Quantencomputer
Ein Quantencomputer bzw. Quantenrechner ist ein Computer, dessen Funktion auf den besonderen Gesetzen der Quantenmechanik beruht. Hierbei spielen Superposition und Verschränkung die Hauptrolle. Es konnte gezeigt werden, dass unter Ausnutzung dieser Effekte bestimmte Probleme der Informatik wesentlich effizienter gelöst werden können, als dies mit klassischen Computern möglich ist.
Zum jetzigen Zeitpunkt ist der Quantencomputer noch ein theoretisches Konzept. Es existiert eine Vielzahl von Vorschlägen, wie ein Quantencomputer realisiert werden könnte.

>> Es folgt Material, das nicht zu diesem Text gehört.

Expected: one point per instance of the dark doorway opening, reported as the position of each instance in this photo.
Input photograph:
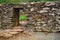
(16, 12)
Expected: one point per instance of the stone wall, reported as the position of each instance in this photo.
(44, 16)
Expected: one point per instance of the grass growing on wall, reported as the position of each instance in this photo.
(19, 1)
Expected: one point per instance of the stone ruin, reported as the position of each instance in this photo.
(44, 16)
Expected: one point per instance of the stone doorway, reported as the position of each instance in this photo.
(16, 15)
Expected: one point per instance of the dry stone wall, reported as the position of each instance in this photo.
(44, 16)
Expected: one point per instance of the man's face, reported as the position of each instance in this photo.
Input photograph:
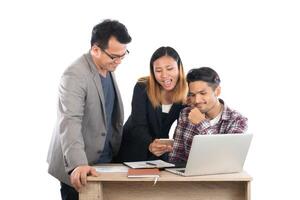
(108, 59)
(202, 96)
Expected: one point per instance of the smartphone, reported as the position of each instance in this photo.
(166, 141)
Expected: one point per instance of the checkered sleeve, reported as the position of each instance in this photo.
(237, 125)
(177, 155)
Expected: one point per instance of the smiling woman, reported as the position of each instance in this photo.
(165, 87)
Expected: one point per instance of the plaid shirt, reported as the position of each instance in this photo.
(230, 122)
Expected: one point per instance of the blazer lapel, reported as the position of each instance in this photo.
(98, 84)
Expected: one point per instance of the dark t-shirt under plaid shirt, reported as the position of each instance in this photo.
(230, 122)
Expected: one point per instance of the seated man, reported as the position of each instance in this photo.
(206, 113)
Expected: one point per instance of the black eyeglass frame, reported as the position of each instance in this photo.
(114, 58)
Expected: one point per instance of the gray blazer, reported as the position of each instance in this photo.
(80, 132)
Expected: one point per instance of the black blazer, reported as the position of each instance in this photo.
(143, 126)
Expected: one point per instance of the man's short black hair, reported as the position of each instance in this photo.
(103, 31)
(205, 74)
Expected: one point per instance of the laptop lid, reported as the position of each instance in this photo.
(215, 154)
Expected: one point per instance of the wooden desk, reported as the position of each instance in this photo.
(116, 186)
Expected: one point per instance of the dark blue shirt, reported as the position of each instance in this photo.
(109, 96)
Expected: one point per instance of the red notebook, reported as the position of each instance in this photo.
(143, 173)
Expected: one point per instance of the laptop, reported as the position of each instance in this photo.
(216, 154)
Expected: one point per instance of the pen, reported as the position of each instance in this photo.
(150, 163)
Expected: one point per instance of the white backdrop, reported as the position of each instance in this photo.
(254, 46)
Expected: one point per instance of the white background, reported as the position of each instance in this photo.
(253, 45)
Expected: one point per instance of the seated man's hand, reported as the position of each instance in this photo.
(79, 174)
(195, 116)
(158, 148)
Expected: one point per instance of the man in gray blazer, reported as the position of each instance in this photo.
(90, 110)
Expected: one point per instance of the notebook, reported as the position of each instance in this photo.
(216, 154)
(149, 164)
(133, 173)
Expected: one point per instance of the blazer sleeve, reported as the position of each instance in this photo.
(72, 92)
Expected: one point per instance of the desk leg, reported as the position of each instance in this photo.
(92, 191)
(248, 190)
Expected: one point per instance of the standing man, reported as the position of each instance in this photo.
(206, 114)
(90, 110)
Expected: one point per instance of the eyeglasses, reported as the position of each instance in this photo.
(114, 57)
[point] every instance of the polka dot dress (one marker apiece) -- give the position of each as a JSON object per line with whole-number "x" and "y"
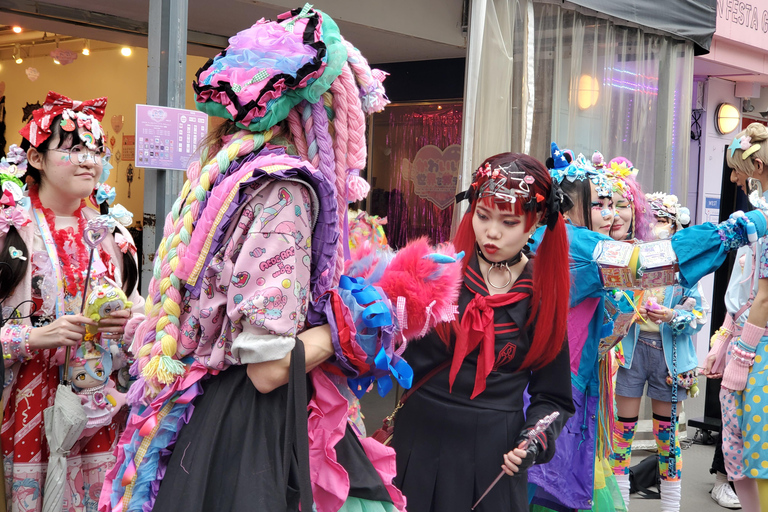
{"x": 753, "y": 405}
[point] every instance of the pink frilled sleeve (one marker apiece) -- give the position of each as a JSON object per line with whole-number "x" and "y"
{"x": 269, "y": 285}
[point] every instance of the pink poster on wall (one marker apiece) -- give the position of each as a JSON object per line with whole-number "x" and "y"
{"x": 167, "y": 138}
{"x": 434, "y": 173}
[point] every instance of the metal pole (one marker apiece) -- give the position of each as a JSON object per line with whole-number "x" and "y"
{"x": 166, "y": 86}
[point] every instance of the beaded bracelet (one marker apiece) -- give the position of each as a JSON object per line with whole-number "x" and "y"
{"x": 745, "y": 357}
{"x": 16, "y": 342}
{"x": 680, "y": 320}
{"x": 743, "y": 346}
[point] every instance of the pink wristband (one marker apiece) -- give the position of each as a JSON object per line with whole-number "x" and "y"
{"x": 728, "y": 323}
{"x": 751, "y": 335}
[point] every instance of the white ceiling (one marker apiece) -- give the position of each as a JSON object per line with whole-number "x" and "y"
{"x": 384, "y": 31}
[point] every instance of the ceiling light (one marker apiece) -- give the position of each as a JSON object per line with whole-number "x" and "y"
{"x": 727, "y": 118}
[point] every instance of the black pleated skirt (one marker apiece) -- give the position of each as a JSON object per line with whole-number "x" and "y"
{"x": 448, "y": 454}
{"x": 230, "y": 455}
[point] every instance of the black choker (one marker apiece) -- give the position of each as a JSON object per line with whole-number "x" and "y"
{"x": 500, "y": 265}
{"x": 514, "y": 260}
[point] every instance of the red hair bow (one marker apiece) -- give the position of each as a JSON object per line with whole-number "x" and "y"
{"x": 38, "y": 129}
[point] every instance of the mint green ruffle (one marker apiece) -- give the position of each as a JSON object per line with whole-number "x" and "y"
{"x": 277, "y": 109}
{"x": 361, "y": 505}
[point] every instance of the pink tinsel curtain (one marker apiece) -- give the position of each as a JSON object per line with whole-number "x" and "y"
{"x": 415, "y": 160}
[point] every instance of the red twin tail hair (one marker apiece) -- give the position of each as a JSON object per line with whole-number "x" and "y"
{"x": 551, "y": 273}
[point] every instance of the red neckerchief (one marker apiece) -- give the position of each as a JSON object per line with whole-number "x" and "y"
{"x": 477, "y": 325}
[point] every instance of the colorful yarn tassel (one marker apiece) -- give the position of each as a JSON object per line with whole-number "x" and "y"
{"x": 605, "y": 414}
{"x": 623, "y": 434}
{"x": 663, "y": 431}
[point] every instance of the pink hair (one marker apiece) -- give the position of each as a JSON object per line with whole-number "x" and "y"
{"x": 641, "y": 226}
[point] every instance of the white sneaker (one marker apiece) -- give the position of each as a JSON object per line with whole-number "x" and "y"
{"x": 725, "y": 497}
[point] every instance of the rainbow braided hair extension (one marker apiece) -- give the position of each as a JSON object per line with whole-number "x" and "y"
{"x": 158, "y": 356}
{"x": 324, "y": 102}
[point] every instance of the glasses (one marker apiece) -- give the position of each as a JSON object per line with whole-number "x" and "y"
{"x": 79, "y": 154}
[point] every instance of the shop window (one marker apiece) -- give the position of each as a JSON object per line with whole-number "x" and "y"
{"x": 587, "y": 83}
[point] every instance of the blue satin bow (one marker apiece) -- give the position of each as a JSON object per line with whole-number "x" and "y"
{"x": 375, "y": 316}
{"x": 102, "y": 195}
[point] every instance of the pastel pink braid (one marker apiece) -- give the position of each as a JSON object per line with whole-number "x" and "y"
{"x": 341, "y": 148}
{"x": 309, "y": 131}
{"x": 372, "y": 92}
{"x": 297, "y": 132}
{"x": 158, "y": 357}
{"x": 328, "y": 169}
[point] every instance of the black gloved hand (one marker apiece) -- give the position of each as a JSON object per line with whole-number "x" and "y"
{"x": 535, "y": 446}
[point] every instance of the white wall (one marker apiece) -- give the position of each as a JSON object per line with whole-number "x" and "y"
{"x": 717, "y": 91}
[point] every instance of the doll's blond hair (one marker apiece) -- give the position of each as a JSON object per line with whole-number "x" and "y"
{"x": 758, "y": 134}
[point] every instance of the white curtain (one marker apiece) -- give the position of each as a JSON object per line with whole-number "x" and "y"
{"x": 596, "y": 86}
{"x": 496, "y": 91}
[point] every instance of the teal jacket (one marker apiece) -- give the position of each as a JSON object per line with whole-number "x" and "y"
{"x": 686, "y": 350}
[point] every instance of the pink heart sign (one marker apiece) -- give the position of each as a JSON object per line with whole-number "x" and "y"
{"x": 434, "y": 173}
{"x": 117, "y": 123}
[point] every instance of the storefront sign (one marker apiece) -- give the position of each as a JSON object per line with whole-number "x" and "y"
{"x": 129, "y": 147}
{"x": 744, "y": 22}
{"x": 711, "y": 208}
{"x": 168, "y": 137}
{"x": 434, "y": 173}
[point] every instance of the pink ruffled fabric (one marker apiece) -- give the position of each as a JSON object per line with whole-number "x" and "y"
{"x": 326, "y": 424}
{"x": 383, "y": 460}
{"x": 266, "y": 48}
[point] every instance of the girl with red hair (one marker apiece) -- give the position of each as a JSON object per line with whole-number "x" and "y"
{"x": 468, "y": 417}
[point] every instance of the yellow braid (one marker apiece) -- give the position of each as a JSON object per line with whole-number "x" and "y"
{"x": 164, "y": 368}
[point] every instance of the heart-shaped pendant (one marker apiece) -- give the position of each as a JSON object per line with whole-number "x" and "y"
{"x": 95, "y": 232}
{"x": 16, "y": 254}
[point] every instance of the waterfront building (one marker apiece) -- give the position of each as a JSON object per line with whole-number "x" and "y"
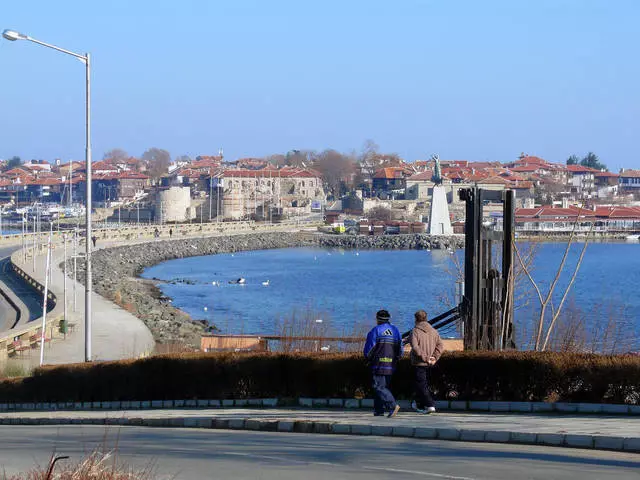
{"x": 630, "y": 181}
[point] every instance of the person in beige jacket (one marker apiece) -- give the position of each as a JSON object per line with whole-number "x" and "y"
{"x": 426, "y": 348}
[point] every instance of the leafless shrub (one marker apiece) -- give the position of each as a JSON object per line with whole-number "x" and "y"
{"x": 100, "y": 464}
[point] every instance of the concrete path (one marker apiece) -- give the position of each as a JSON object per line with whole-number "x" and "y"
{"x": 117, "y": 334}
{"x": 222, "y": 454}
{"x": 593, "y": 431}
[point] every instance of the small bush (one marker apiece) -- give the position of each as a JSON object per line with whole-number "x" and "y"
{"x": 98, "y": 465}
{"x": 509, "y": 376}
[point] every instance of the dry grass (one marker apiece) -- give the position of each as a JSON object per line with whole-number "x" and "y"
{"x": 100, "y": 464}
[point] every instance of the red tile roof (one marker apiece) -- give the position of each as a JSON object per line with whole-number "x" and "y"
{"x": 630, "y": 174}
{"x": 525, "y": 169}
{"x": 392, "y": 172}
{"x": 581, "y": 169}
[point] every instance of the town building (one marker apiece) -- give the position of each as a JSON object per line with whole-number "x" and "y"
{"x": 630, "y": 181}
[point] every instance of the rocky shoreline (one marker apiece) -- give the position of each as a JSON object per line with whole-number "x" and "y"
{"x": 116, "y": 271}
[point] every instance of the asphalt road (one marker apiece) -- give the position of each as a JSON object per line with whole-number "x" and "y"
{"x": 220, "y": 454}
{"x": 22, "y": 290}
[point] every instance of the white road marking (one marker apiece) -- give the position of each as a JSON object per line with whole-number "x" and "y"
{"x": 415, "y": 472}
{"x": 355, "y": 467}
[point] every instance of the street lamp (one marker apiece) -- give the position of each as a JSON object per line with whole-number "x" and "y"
{"x": 86, "y": 59}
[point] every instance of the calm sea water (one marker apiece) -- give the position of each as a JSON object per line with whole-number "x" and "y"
{"x": 345, "y": 287}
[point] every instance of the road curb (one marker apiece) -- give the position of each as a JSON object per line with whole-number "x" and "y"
{"x": 336, "y": 403}
{"x": 593, "y": 442}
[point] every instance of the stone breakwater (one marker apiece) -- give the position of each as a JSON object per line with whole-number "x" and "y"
{"x": 116, "y": 270}
{"x": 391, "y": 242}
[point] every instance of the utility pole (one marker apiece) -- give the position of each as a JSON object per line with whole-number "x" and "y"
{"x": 66, "y": 318}
{"x": 211, "y": 196}
{"x": 75, "y": 266}
{"x": 44, "y": 301}
{"x": 33, "y": 252}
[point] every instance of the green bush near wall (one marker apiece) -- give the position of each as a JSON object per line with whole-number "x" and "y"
{"x": 510, "y": 376}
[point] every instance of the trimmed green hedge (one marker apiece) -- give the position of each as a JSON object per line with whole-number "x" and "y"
{"x": 512, "y": 376}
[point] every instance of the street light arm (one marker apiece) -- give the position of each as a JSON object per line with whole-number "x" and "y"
{"x": 68, "y": 52}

Im kleinen Maßstab wurden bereits einige dieser Konzepte im Labor erprobt, von einer tatsächlichen Anwendung ist man allerdings noch weit entfernt. Sowohl die physikalischen Methoden als auch das fundamentale Verständnis der Quantenmechanik müssen im Hinblick auf einen praktisch nutzbaren Quantencomputer verfeinert werden.
Grundprinzip
Die Funktionsweise eines Quantencomputers beruht im Wesentlichen darauf, dass sowohl die Darstellung von Information als auch deren Verarbeitung auf einem Weg geschieht, bei welchem die Gesetze der Quantenmechanik eine fundamentale Rolle spielen. Für eine konkrete Realisierung dieses Prinzips gibt es eine Vielzahl unterschiedlicher Vorschläge, die in einem späteren Abschnitt beleuchtet werden.
Qubits
In einem klassischen Computer wird sämtliche Information in Bits dargestellt. Physikalisch wird ein Bit dadurch realisiert, dass entweder Strom fließt (Wert 1) oder nicht (Wert 0).
Auch in einem Quantencomputer wird Information in der Regel binär dargestellt. Dazu bedient man sich eines physikalischen Systems mit zwei Zuständen. Ein Zustand repräsentiert dann die 0, einer die 1. In Anlehnung an die in der Quantenphysik gebräuchliche Dirac-Notation schreibt man {\displaystyle |0\rangle } und {\displaystyle |1\rangle } für diese Zustände. Bei diesen Zwei-Niveau-Systemen kann es sich z.B. um den Spin eines Elektrons handeln, der entweder nach oben oder nach unten zeigt. Weitere Möglichkeiten sind Energieniveaus in Atomen oder Molekülen oder die Flussrichtung eines Stroms in einem ringförmigen Supraleiter.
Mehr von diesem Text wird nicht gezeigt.